La coopération internationale a également été maintenue, notamment avec les organisations internationales et les organes des Nations unies.

4CONCLUSIONS

Il ressort principalement du présent rapport que la traite des êtres humains n’a pas diminué, qu’elle a au contraire progressé au sein de l’Union et que de nouveaux risques se sont fait jour. Un très grand nombre de victimes continuent à souffrir de la violence, des menaces et de l’immense préjudice causé par la traite. La traite des êtres humains a de terribles coûts humains, sociaux et économiques.
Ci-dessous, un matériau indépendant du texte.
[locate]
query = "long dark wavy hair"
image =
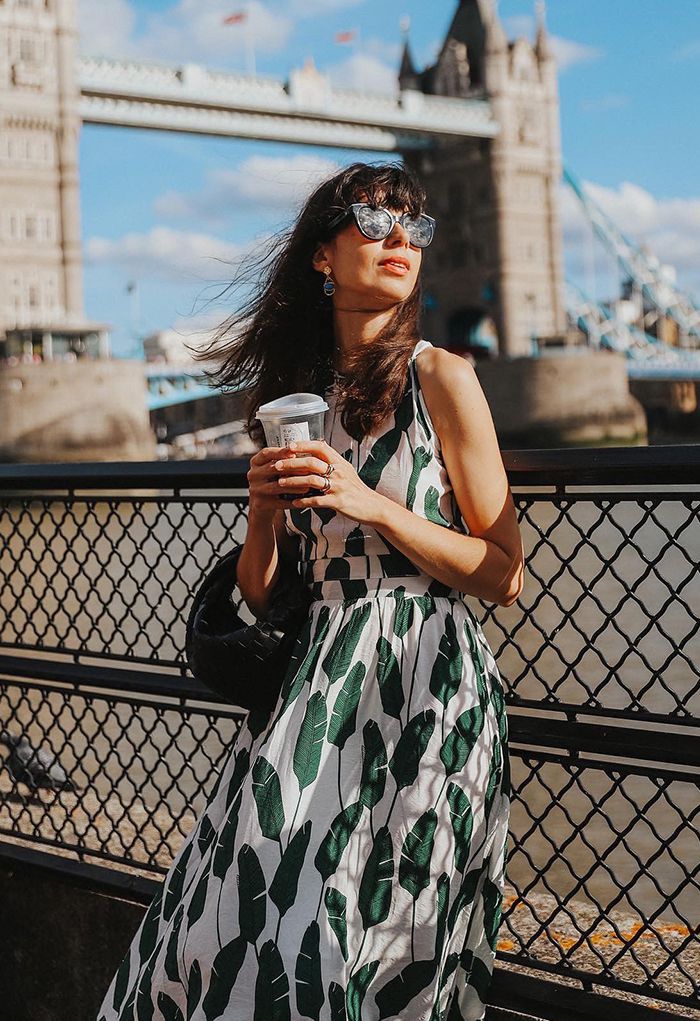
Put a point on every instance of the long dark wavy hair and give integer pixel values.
(281, 340)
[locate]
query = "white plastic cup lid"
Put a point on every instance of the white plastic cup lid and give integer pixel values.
(292, 405)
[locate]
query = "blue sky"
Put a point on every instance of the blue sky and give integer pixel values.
(165, 209)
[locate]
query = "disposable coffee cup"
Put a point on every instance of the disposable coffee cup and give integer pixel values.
(295, 417)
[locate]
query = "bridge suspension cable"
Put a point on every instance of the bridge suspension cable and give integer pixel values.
(640, 266)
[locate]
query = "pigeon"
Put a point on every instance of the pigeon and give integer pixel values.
(36, 768)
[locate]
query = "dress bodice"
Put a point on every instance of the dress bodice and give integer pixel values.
(402, 459)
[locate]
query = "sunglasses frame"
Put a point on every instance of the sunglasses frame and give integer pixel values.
(354, 208)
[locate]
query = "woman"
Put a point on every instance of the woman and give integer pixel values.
(350, 862)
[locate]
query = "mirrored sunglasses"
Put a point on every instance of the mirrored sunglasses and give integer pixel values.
(378, 224)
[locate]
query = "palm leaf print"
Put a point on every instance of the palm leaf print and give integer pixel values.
(144, 1005)
(334, 843)
(376, 885)
(492, 896)
(225, 971)
(478, 662)
(420, 415)
(194, 988)
(198, 902)
(447, 669)
(310, 740)
(403, 617)
(238, 776)
(283, 889)
(336, 906)
(448, 968)
(414, 864)
(443, 905)
(432, 506)
(395, 995)
(386, 446)
(343, 718)
(357, 987)
(494, 777)
(462, 824)
(256, 721)
(410, 747)
(465, 894)
(421, 458)
(271, 986)
(169, 1009)
(426, 604)
(309, 981)
(337, 1002)
(267, 794)
(173, 890)
(389, 679)
(171, 965)
(373, 776)
(223, 848)
(461, 739)
(354, 542)
(339, 660)
(149, 927)
(205, 835)
(251, 892)
(307, 669)
(128, 1010)
(121, 981)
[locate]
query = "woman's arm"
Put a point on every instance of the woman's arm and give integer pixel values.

Les trafiquants et les autres acteurs qui, sciemment ou non, sont impliqués dans des activités illicites dans la chaîne de la traite en tirent quant à eux d’énormes profits. Pour améliorer la situation actuelle, il est absolument nécessaire de lutter contre la culture d’impunité des auteurs, des utilisateurs, des exploitants et des profiteurs.

Le rapport montre toutefois que des progrès appréciables ont été réalisés en matière de coopération transnationale, tant au sein de l’Union qu’avec des pays tiers, y compris au moyen d’actions opérationnelles transfrontières répressives et judiciaires, ainsi que par la mise en place de mécanismes nationaux et transnationaux d’orientation, par l’amélioration desdits mécanismes et par le développement de la base de connaissances sur ce phénomène. Néanmoins, le nombre de poursuites et de condamnations reste faible, alors même que le nombre de victimes ne faiblit pas. S’agissant de la criminalisation du recours aux services exigés des victimes de la traite des êtres humains, la grande diversité du paysage juridique peut entraver les efforts visant à décourager la demande de tels services. Lorsque les victimes bénéficient d’une assistance, d’un soutien et d’une protection, leurs besoins liés aux formes d’exploitation auxquelles elles sont soumises, à leur sexe et à leur âge ne sont pas pris en considération, pas plus que leurs besoins et circonstances spécifiques. L’enregistrement et la communication des données restent irréguliers. Les préoccupations exprimées mettent en évidence l'insuffisante mise en œuvre de la directive relative à la lutte contre la traite des êtres humains dans les États membres, qui doit donc encore être renforcée.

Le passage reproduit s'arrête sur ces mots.